I looked at my implementation of modp reduction I did a few years ago 
for a fixed p. I used Barrett reduction.

At closer look I don't see why multiply+reduction mod p, for a random 
but fixed p, is 2n^2 + n. I got a corrected value for Barrett reduction 

On 08/15/2014 05:55 PM, Michael Hamburg wrote:
> I have some more data.  Summary: “devastating” is probably between 1.8 and 3.1.
> Mod 2^521-1, you can do a multiply in 167 Haswell cycles using a variant of 3-way Chung-Hasan which is specific to that prime.  (Ordinary Karatsuba is no good because the prime has 9 limbs.)  Schoolbook takes 222 cycles with only minor benefits from the prime’s shape.  Maybe a better implementor can get better numbers than mine; this is a rough try in C++ with asm intrinsics for widening multiply.
> I don’t have an implementation on hand of a random prime at that level.  Suppose that for a random prime that size you can do an almost-as-good version of Chung-Hasan in 180 cycles, but then you need to fall back to a digit-serial Montgomery reduction which approximates the schoolbook method.  This includes some of the inter-digit reduction twice, so maybe 222 is 10% too high.  Then the ratio is (180 + 222 * 90%) / 167 ~ 2.3.  A random 512-bit prime also requires this amount of time if you use 9 limbs; with 8 limbs it’s again about the same or maybe slightly worse (see below).
> For comparison, based on the Microsoft data, their prime 2^512 - 569 takes about 255 Sandy Bridge cycles per mul.  This is written in assembly language using the schoolbook method.  This corresponds to about 212 Haswell cycles, since the going rate is about 20%.  So it’s 5% faster than my P-521 schoolbook, but in assembly vs C++/intrinsics.  The ratio with my above estimate for a random prime (using a completely different implementation) is 1.8.  Schoolbook Montgomery for a random prime using Microsoft’s implementation techniques should have a ratio of about (2n^2 + n) / (n^2 + n) ~ 1.9 with n=8 limbs.
> This assumes a random prime vs special one at the “>= 256-bit WF” level, but if tweaking the levels is allowed, the ratio is even more.  A 480-bit special prime, Ridinghood, takes 122 Haswell cycles for a multiply (same as 448-bit Goldilocks).  That’s a ratio of 3.1 vs the above estimate for a 512-bit random prime.  If you scale the numbers to take the shorter length (480 vs 512) into account, the “efficiency ratio” is about 2.8.
> The Ridinghood numbers reflect better tuning than the 521-bit tests, but probably not as much tuning as the Microsoft implementation.  My tests are in C with asm intrinsics.  The difference is maybe 10% vs the C++ above, so figure that a ratio of 2.8 (efficiency ratio 2.5) is probably more fair.
> This doesn’t take into account the ratio of multiplication, squaring, and addition / subtraction.
>> On Aug 15, 2014, at 3:52 PM, Andrey Jivsov <>; wrote:
>> Here is a simple sketch how the prime affects the mop operations.
>> Comparing multiplication of 2 n-limb numbers with the reduction mod n-limb number p:
>> * in case of a random prime, we have n^2 multiplies.

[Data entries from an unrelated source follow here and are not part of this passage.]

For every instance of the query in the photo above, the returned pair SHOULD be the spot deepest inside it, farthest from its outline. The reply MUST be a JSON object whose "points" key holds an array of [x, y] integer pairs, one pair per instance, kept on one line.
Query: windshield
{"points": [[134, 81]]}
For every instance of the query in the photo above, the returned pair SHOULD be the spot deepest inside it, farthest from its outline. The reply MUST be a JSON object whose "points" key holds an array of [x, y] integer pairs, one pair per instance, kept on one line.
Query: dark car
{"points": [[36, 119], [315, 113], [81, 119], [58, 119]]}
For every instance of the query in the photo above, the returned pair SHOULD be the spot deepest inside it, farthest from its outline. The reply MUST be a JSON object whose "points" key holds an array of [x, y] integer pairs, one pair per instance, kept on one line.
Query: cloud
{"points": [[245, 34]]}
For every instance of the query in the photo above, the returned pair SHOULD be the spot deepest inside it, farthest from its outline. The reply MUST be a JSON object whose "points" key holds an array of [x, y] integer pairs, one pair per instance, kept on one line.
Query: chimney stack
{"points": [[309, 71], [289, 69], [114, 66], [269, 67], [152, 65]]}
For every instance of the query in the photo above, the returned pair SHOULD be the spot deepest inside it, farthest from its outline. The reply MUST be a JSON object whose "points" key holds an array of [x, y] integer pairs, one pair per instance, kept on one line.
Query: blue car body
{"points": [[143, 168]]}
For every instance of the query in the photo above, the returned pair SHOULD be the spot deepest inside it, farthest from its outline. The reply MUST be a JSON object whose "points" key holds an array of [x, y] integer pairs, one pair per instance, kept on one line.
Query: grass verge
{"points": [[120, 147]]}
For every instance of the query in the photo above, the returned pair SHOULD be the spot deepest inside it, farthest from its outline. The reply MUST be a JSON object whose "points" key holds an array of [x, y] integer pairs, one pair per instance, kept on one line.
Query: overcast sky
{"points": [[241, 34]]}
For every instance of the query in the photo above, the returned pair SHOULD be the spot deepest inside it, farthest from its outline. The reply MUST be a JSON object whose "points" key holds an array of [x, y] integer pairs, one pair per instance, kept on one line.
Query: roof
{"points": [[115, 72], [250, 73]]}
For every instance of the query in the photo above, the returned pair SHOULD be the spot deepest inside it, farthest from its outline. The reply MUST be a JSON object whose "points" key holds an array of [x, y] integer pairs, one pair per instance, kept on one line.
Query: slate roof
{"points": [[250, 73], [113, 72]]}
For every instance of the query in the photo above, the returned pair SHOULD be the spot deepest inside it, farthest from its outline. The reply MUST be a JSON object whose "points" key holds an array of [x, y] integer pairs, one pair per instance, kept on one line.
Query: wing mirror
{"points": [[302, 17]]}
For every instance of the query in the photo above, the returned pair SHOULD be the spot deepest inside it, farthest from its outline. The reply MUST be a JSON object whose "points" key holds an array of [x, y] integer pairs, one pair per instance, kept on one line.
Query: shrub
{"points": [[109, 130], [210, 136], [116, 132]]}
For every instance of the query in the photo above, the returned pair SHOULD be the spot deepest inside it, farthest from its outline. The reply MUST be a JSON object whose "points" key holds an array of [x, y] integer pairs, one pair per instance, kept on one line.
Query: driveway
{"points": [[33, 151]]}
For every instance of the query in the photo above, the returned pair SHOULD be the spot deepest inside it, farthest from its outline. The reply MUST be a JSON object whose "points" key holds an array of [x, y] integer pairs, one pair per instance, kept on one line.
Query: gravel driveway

This gives 2n number, n higher limbs of which will need to be reduced. To accomplish this we multiply p by each of n high limbs, for the total n^2. We have 2n^2 multiplies
Ignoring the fact that some operations in Barrett reduction involve +1, 
-1 of border limbs, Barrett has two multiplies with the following 

* n^2 of n higher limbs (of the 2n-limb number we are reducing) by the 
n-limb precomputed quantity (b^2n)/p, where b is max limb value+1, e.g. 
* it computes another quantity t*p mod b^(n+1), which is roughly n^2/2 
(while you estimate it as n).

The total then is ~ 2.5n^2 v.s. n^2+n for pseudo-Mersenne.

>> * in case of p=2^k-C, we have the same n^2 multiplies, but the reduction results in only n multiplies of high limbs by C. We have n^2 + n
>> So this is (n^2 + n) / 2n^2 ~= 1/2 (pseudo-Mersenne primes have ~50% fewer limb multiplies for multiply+reduce)

(n^2+n)/2.5n^2 ~= 2/5,

pseudo-Mersenne primes use ~40% multiplies.

For 256-bit primes n is likely too low to observe this. n=4, n^2/2 = 8 and I ignored extra limbs.

>> This estimate underestimates  the reduction that takes place for the general p. One needs an additional n divisions (of a limp by the highest limb of p) in denominator, which gives the Mike Hamburg's quantity exactly (which uses the Montgomery reduction method). I didn't count additions/subtractions.
> These divisions are actually multiplies, because you use either Montgomery or Barrett reduction.  So it’s (n^2 + n) / (2n^2 + n).
> Cheers,
> — Mike